Like Pidgin is bad, or something? Not so.
Pidgin, or Hawai’i Creole English (not to be confused with the Hawaiian language), is spoken by most of the local population. If ever a common language anywhere had the power to both characterize and continually unify an ethnically diverse society, Hawaiian Pidgin is it. Dynamic, energizing, colorful, varied and sassy, this homegrown style of talk has persisted in the islands for over 200 years, despite organized efforts to suppress it.
Pidgin evolved out of sheer necessity as outsiders arrived in the islands, from early English traders to New England missionaries to plantation workers from such countries as China, Portugal, Japan, Korea, and the Philippines. Each group brought its own words, idioms, rhythmic speech patterns and grammatical idiosyncrasies to bear upon a shortened form of Standard English, thereby facilitating communication.
You lolo o’ wat?
Going get plenny kaukau.
Dat guy wen kakaroach me!
In short, Pidgin cut to the chase, and enabled a lot of people, living in a small place, to get along.
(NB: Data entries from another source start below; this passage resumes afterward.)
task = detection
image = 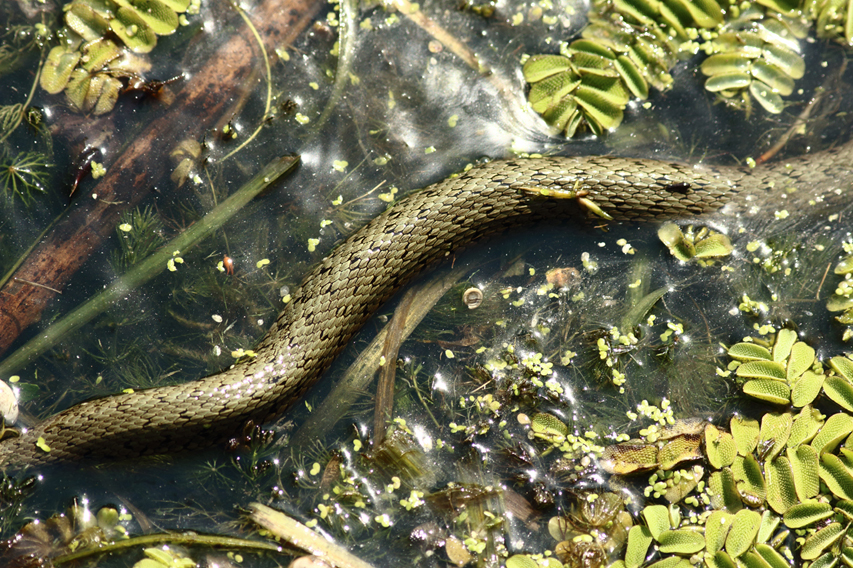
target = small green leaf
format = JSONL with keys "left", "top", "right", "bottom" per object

{"left": 625, "top": 525, "right": 653, "bottom": 568}
{"left": 765, "top": 457, "right": 797, "bottom": 514}
{"left": 705, "top": 424, "right": 737, "bottom": 469}
{"left": 830, "top": 356, "right": 853, "bottom": 381}
{"left": 506, "top": 555, "right": 539, "bottom": 568}
{"left": 614, "top": 55, "right": 648, "bottom": 99}
{"left": 749, "top": 80, "right": 784, "bottom": 114}
{"left": 823, "top": 374, "right": 853, "bottom": 412}
{"left": 705, "top": 551, "right": 737, "bottom": 568}
{"left": 40, "top": 47, "right": 81, "bottom": 95}
{"left": 643, "top": 504, "right": 671, "bottom": 540}
{"left": 788, "top": 445, "right": 820, "bottom": 500}
{"left": 529, "top": 71, "right": 581, "bottom": 113}
{"left": 732, "top": 454, "right": 766, "bottom": 506}
{"left": 783, "top": 499, "right": 833, "bottom": 528}
{"left": 124, "top": 0, "right": 180, "bottom": 35}
{"left": 800, "top": 522, "right": 843, "bottom": 560}
{"left": 709, "top": 468, "right": 743, "bottom": 513}
{"left": 725, "top": 509, "right": 761, "bottom": 558}
{"left": 694, "top": 233, "right": 733, "bottom": 258}
{"left": 772, "top": 329, "right": 798, "bottom": 362}
{"left": 742, "top": 379, "right": 790, "bottom": 405}
{"left": 523, "top": 54, "right": 573, "bottom": 83}
{"left": 731, "top": 416, "right": 760, "bottom": 456}
{"left": 788, "top": 405, "right": 824, "bottom": 448}
{"left": 759, "top": 412, "right": 792, "bottom": 460}
{"left": 791, "top": 371, "right": 824, "bottom": 408}
{"left": 111, "top": 7, "right": 158, "bottom": 53}
{"left": 811, "top": 412, "right": 853, "bottom": 454}
{"left": 704, "top": 510, "right": 734, "bottom": 554}
{"left": 657, "top": 529, "right": 705, "bottom": 554}
{"left": 705, "top": 72, "right": 751, "bottom": 92}
{"left": 36, "top": 436, "right": 50, "bottom": 452}
{"left": 728, "top": 342, "right": 772, "bottom": 362}
{"left": 819, "top": 453, "right": 853, "bottom": 500}
{"left": 835, "top": 256, "right": 853, "bottom": 275}
{"left": 737, "top": 360, "right": 787, "bottom": 381}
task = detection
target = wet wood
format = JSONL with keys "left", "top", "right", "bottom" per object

{"left": 0, "top": 0, "right": 322, "bottom": 356}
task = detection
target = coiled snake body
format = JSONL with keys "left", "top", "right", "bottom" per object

{"left": 2, "top": 146, "right": 852, "bottom": 466}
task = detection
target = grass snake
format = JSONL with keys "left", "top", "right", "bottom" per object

{"left": 1, "top": 145, "right": 852, "bottom": 466}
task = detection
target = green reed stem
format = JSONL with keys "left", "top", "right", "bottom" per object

{"left": 53, "top": 531, "right": 285, "bottom": 565}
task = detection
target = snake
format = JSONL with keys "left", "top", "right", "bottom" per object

{"left": 1, "top": 143, "right": 852, "bottom": 467}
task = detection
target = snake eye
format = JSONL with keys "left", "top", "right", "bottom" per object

{"left": 665, "top": 182, "right": 691, "bottom": 193}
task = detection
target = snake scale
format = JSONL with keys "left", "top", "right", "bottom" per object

{"left": 1, "top": 144, "right": 852, "bottom": 466}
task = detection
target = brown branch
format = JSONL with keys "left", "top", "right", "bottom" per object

{"left": 0, "top": 0, "right": 322, "bottom": 356}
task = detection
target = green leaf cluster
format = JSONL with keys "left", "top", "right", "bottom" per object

{"left": 602, "top": 325, "right": 853, "bottom": 567}
{"left": 40, "top": 0, "right": 192, "bottom": 115}
{"left": 524, "top": 0, "right": 853, "bottom": 136}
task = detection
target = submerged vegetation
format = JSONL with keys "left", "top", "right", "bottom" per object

{"left": 0, "top": 149, "right": 50, "bottom": 205}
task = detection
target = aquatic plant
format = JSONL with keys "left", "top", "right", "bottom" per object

{"left": 524, "top": 0, "right": 849, "bottom": 136}
{"left": 0, "top": 24, "right": 42, "bottom": 79}
{"left": 111, "top": 205, "right": 165, "bottom": 272}
{"left": 39, "top": 0, "right": 195, "bottom": 115}
{"left": 826, "top": 247, "right": 853, "bottom": 340}
{"left": 0, "top": 149, "right": 50, "bottom": 204}
{"left": 581, "top": 326, "right": 853, "bottom": 567}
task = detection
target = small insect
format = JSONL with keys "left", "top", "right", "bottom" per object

{"left": 223, "top": 255, "right": 234, "bottom": 275}
{"left": 123, "top": 74, "right": 183, "bottom": 105}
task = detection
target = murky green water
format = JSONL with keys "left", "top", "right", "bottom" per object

{"left": 1, "top": 0, "right": 853, "bottom": 566}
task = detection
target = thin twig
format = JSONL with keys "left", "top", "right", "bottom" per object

{"left": 315, "top": 0, "right": 358, "bottom": 129}
{"left": 12, "top": 278, "right": 61, "bottom": 294}
{"left": 220, "top": 1, "right": 274, "bottom": 162}
{"left": 816, "top": 262, "right": 833, "bottom": 300}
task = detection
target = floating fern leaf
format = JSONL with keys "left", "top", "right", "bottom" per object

{"left": 39, "top": 0, "right": 193, "bottom": 115}
{"left": 525, "top": 0, "right": 849, "bottom": 136}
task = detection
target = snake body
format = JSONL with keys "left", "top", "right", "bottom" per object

{"left": 2, "top": 145, "right": 852, "bottom": 466}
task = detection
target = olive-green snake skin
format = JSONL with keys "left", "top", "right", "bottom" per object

{"left": 1, "top": 145, "right": 852, "bottom": 466}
It continues to evolve today, even blending elements of contemporary slang, as the need arises.
Dis ting stay kapakahi.
Eh, no wear yo rubbah slippahs in da house.
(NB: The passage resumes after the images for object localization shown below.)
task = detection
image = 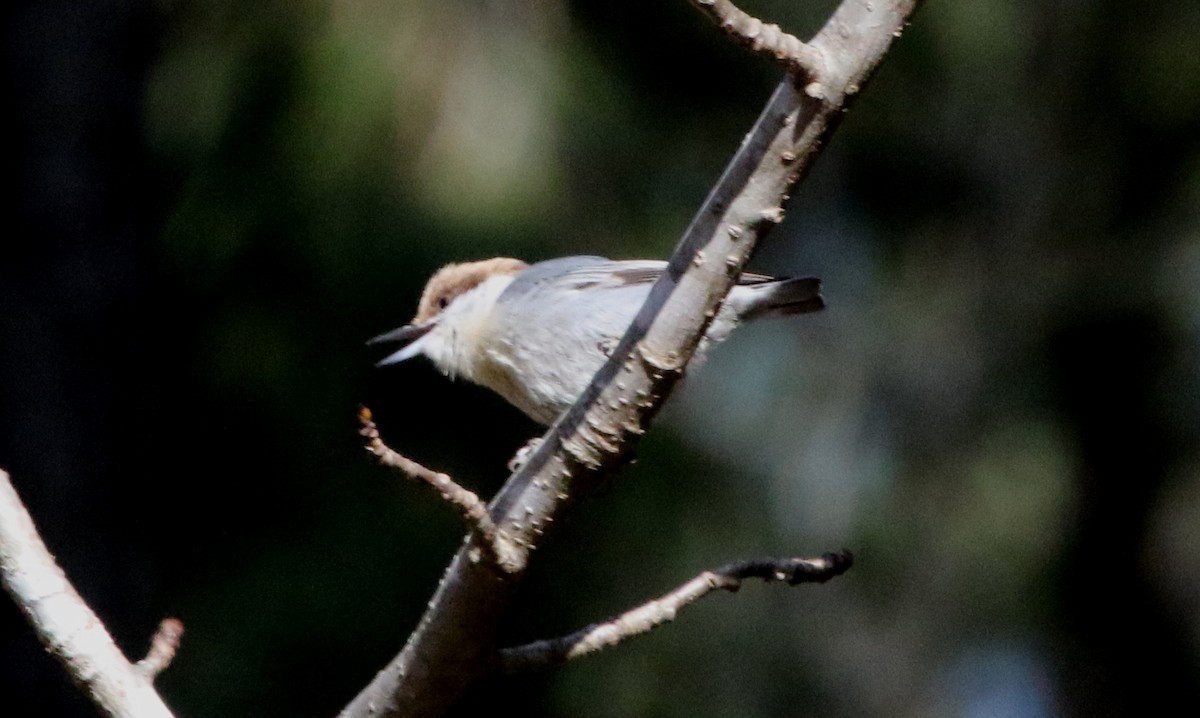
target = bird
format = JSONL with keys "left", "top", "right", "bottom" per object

{"left": 369, "top": 256, "right": 824, "bottom": 426}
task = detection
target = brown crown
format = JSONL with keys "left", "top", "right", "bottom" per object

{"left": 412, "top": 257, "right": 529, "bottom": 325}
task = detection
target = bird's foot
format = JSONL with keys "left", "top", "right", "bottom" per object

{"left": 507, "top": 437, "right": 544, "bottom": 473}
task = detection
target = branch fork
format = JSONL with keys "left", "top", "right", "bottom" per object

{"left": 358, "top": 406, "right": 521, "bottom": 569}
{"left": 689, "top": 0, "right": 828, "bottom": 95}
{"left": 0, "top": 469, "right": 181, "bottom": 718}
{"left": 500, "top": 552, "right": 854, "bottom": 672}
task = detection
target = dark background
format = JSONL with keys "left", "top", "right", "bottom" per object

{"left": 3, "top": 0, "right": 1199, "bottom": 716}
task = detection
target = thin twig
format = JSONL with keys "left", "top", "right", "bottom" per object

{"left": 0, "top": 469, "right": 176, "bottom": 718}
{"left": 358, "top": 406, "right": 512, "bottom": 567}
{"left": 499, "top": 552, "right": 853, "bottom": 672}
{"left": 135, "top": 618, "right": 185, "bottom": 680}
{"left": 688, "top": 0, "right": 825, "bottom": 86}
Although Hawai’i Creole English (HCE) embodies the very identity of island residents, there is lingering ambivalence over its use. Some view it as inferior broken English, saying those who speak it are deficient in some way and that it impedes mastery of Standard English in children.
Thanks to the efforts of ESL educators and the use of Pidgin in poetry, songs, essays, and plays in the last few decades, HCE is now recognized as a distinct language — not a substitute for Standard English, by any means, but a language that honors cultural identity. It’s definitely here to stay, and it reflects the inestimable value Hawaiians have always placed on inclusion, cooperation, and finding common ground. Moreover, it’s totally non-hierarchical, the great equalizer that cuts across race, gender, and socio-economic class.
Sounds like Barack, no?
No doubt Barack heard and spoke Pidgin to some degree while growing up. He might not speak much of it now, but it certainly enabled him, in his formative years, to communicate with and understand people from many different cultures, and to value their differences. As Michelle said, "In order to understand Barack, you have to understand Hawai’i." And, in order to fully understand Hawai’i, it helps to know Pidgin, or at the very least, to recognize the crucial role this particular language has played in its social history.
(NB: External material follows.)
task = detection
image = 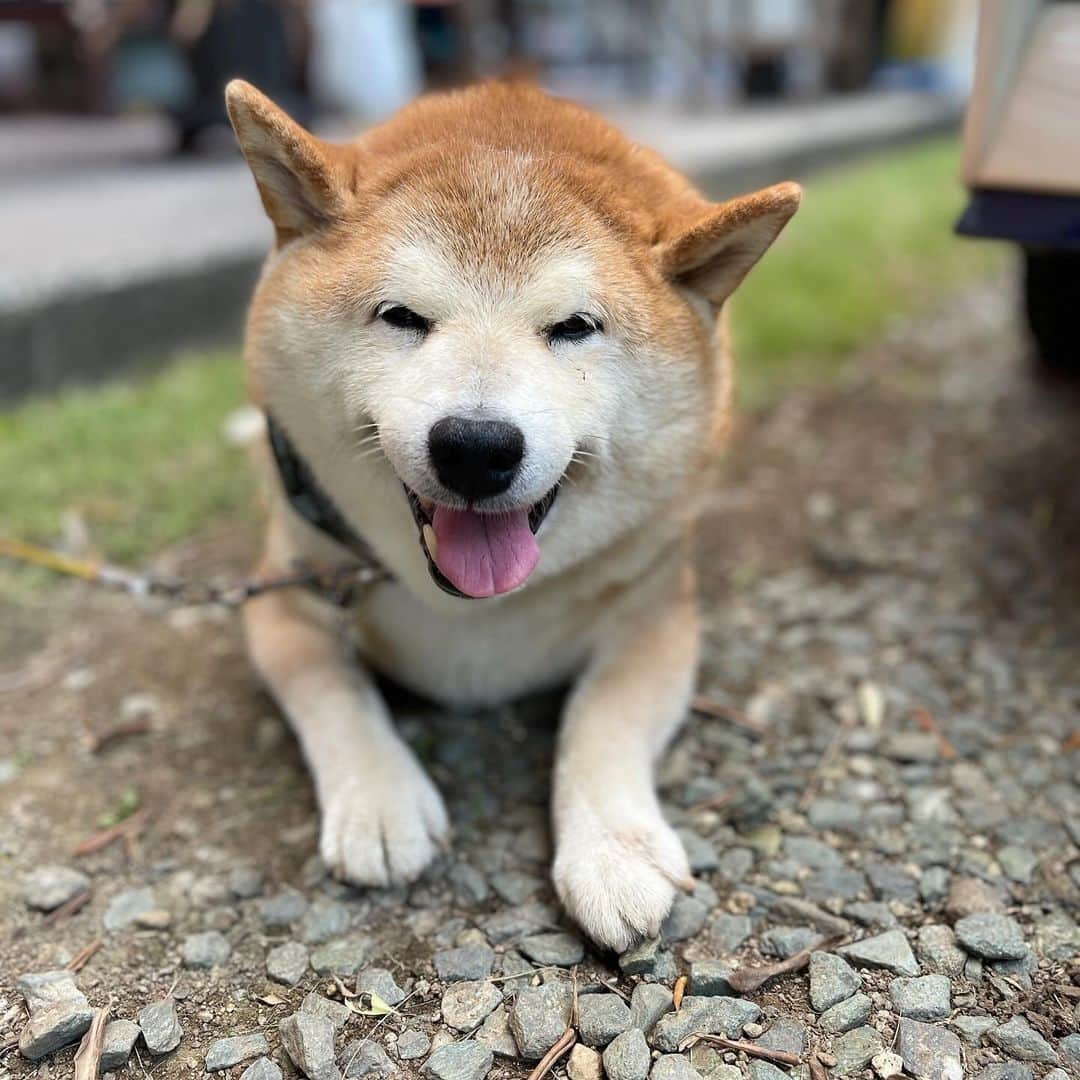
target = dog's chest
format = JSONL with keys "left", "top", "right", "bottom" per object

So, I’m still having fun imagining Barack hanging out with his old Punahou school buddies and talking story about the old days. Wouldn’t some linguistic flavor from the past subconsciously emerge?
Instead of, "Shall we get a bite to eat?", might he say, "Eh, you guys like go Rainbow Drive Inn?" Or, would he say, "Dat buggah was wrong, man," instead of, "I’ve never agreed with Bush’s decision to invade Iraq."
No, no, maybe not. He’s polished his official image so perfectly that it’s really hard imagining him relaxing his speech. Yes, but he is the most accessible President, the most down to earth we’ve had so far. No, I can’t decide, though I know he’d never say, "No can." What do you think?
Now, if I could just figure out why he always says "tuh," instead of "to!"
Like learn mo’ ?
Da Kine Dictionary, compiled and edited by Lee A. Tonouchi (Bess Press, 2005). Essential Pidgin expressions and terms, sentence examples, and colorful photos showing local people in funny-kine poses.
Pidgin Grammar: An Introduction to the Creole Language of Hawai’i, by Kent Sakoda and Jeff Siegel (Bess Press, 2003). Details origins and uses, pronunciation, writing system, word classes, phrases and types of sentences. Puts to rest the idea that Pidgin is merely a form of broken English without a structure.
Pidgin to the Max: 25th Anniversary Edition, by Kent Sakata and Pat Sasaki (Bess Press, 2005). Simply hilarious, with situational cartoon drawings. A classic, and essential for anyone who seeks true insight into local Hawaiian culture.
Da Jesus Book: Hawai’i Pidgin New Testament (Wycliff Bible Translators, 2000). And they said it couldn’t be done!
Position Paper by Da Pidgin Coup (University of Hawai’i). Discusses the role of Pidgin in education, and the complex relationship between Pidgin and English.
How to Talk Conversational Pidgin: a list of common expressions, their definitions, and audio files on pronunciation. A great primer.
Check out this video to hear a short conversation about Gabby Pahinui, slack key guitar pioneer. Hearing them talk, I feel like I know these guys, even if I don’t. The power of pidgin makes me feel like I’m home.
Pidgin phrases in this post:
My goodness, this coconut pudding cake is delicious!
Let’s go out (cruising) later.
Are you crazy?
There’s going to be lots of food.
That man cheated (robbed) me!
Shortened form of moshi moshi (Japanese for "hello" when answering the phone)
This is all mixed up (upside down, backwards).
Excuse me, please don’t wear your flip flops indoors.